Politica

Bossi suicida la Lega

Il Senatùr offende Berlusconi, ma è pieno di guai: la guerra civile con Tosi può affondare il Carroccio e l'isolamento finisce per favorire il nemico Casini

Bossi suicida la Lega

Ma che cos’è questa Le­ga? Non la riconoscia­mo più. Umberto Bos­si dice che Silvio Berlu­sconi gli fa pena. Da quando? Dal giorno in cui non è più suo socio in af­fari politici, che poi sono affari tout court. Roberto Calderoli parla, e dal­le sue parole emerge disprezzo. Per chi? Tutti. Luca Zaia non è ancora riu­scito a chiudere il bilancio della Re­gione di cui è governatore, il Veneto. Il sindaco di Verona, Flavio Tosi, è in lotta col suo stesso partito e col Pdl per via delle liste e di varie sviste. Il presidente del Consiglio regionale della Lombardia, Davide Boni, è sot­to inchiesta per mazzette: sarà inno­cente, ma bisognerà vedere che ne pensa la magistratura. Attendiamo fi­duciosi.

Fermiamoci qui per carità di patria padana. Ma se questo non è un casi­no, che è? Evidentemente stare al­l’opposizione non garantisce di vive­re una stagione felice e di unità. An­che il Carroccio, dopo anni- oltre 20­di tenuta comincia a scricchiolare, è sul punto di perdere una o due ruote, sbanda.

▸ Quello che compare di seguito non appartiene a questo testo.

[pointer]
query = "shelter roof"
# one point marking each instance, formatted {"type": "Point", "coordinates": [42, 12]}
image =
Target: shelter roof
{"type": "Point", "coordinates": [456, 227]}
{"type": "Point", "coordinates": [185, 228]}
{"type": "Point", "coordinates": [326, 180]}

Si va verso elezioni amministrati­ve. Competizione difficile, special­mente per un movimento, come quello leghista, che ha sempre guar­dato al territorio dal quale ha tratto le proprie fortune. Se oggi la Lega si pre­senta agli elettori così malconcia non ha alcuna probabilità di successo. La gente è stanca del ceto politico. Non lo odia. Peggio: lo disprezza, e lo evita. Quella di Alberto da Giussano è la formazione più vecchia del Parlamento: ha quasi 30 anni. Sicuri che non abbia deluso, stufato, annoiato? Fossi un dirigente in camicia verde cerche­rei di fare un bilancio del trentennio di atti­vità. E magari mi accorgerei di non aver combinato niente.

Non fraintendete. In parecchi Comuni la Lega ha bene amministrato, riuscendo a te­nere alto lo spirito innovativo della prima ora: attenzione ai problemi dei cittadini, ri­spetto delle norme di buona gestione finan­ziaria, tutela delle tradizioni eccetera. Ma non ha colto uno solo degli obiettivi qualifi­canti: il federalismo è andato a pallino, per citare il fallimento maggiore. Ci ha provato in ogni modo a portarlo a casa, ma non ce l’ha fatta. Era un progetto troppo ambizio­so, addirittura velleitario. Non lo si poteva realizzare in un Paese per metà terrone e per metà di sinistra, quindi ostile alla re­sponsabilizzazione delle regioni inclini a farsi trainare dalla locomotiva nazionale, il Nord.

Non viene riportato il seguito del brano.